There are three segments of the Russian population. The first really supports the special operation. Some of them understand that this is an aggressive war, but they have a personal interest (for example, they are in the police force). There are few such people. Others (for example, many pensioners) believe the TV and sincerely think that Russia is at war because it protects the Russian population of Donbas from the Ukrainian Nazis who are carrying out their genocide. It may seem strange to you, but many people of the older generation watch Russian television, not YouTube. And such, among those who support the war (which it is forbidden to call a war) are the majority.

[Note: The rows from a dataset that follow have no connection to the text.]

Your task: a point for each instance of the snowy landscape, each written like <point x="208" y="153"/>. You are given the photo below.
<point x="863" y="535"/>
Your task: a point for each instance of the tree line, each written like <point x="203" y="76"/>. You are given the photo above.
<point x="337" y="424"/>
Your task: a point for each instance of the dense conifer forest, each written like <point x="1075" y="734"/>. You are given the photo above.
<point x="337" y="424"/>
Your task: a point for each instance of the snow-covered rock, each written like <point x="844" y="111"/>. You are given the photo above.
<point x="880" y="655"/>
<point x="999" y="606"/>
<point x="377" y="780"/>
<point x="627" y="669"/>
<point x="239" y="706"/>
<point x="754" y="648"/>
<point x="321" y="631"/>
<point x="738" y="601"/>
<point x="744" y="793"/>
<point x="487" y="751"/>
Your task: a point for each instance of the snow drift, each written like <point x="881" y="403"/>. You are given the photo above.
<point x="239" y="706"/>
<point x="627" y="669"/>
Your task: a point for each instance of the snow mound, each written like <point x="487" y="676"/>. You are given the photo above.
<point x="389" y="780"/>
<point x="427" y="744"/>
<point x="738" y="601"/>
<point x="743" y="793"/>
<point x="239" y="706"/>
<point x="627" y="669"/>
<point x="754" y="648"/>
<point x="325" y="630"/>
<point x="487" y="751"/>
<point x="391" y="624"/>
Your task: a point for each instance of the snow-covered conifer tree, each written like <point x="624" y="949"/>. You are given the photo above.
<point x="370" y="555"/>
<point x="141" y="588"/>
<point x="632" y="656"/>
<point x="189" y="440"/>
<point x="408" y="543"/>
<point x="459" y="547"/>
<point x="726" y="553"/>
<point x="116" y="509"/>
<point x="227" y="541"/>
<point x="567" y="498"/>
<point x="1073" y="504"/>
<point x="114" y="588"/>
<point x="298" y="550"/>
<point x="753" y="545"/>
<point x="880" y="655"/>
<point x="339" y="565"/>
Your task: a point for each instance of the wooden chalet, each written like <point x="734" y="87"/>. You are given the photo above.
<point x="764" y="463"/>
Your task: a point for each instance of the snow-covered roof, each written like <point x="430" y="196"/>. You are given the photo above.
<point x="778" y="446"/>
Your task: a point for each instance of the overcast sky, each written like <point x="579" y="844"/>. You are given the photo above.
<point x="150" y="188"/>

There is a minority who sharply oppose the war. But, as a rule, these people are under threat of arrest or fine. These are, for example, many 20-year-olds, usually students, or people who have relatives in Ukraine (there are quite a few such people in Russia).

Finally, in Russia, there is a very significant group of people who when asked about Putin and his policies, have always answered with the words "I am not interested in politics. There is an unspoken agreement between this group and the authorities: you do not interfere with our activities (making money) and we do not interfere with yours (i.e. politics). In the present circumstances, the behavior of this very group is decisive. What happens next largely depends on where this group swings.

My opinion is that this group will not engage in open protest, much less revolution. But what could happen is passive resistance, simply put, sabotage. This is already partly visible on the front, where the Russian army seems to be advancing, but somehow sluggishly. "Nobody Wanted to Die" was a Lithuanian film in Soviet times, starring Banionis.  No one wanted to sacrifice themselves and their well-being for Putin's illusory goals. But no one would fight the government directly. Just its orders will fall into some swamp and die quietly there.

The Russian people do not support Putin. Just like the people of Muscovy, during the rule of the Horde khans, did not support these khans at all. They just obeyed them, out of necessity, slowly slipping out from under their rule.

We have changed the interviewer's name for security purposes.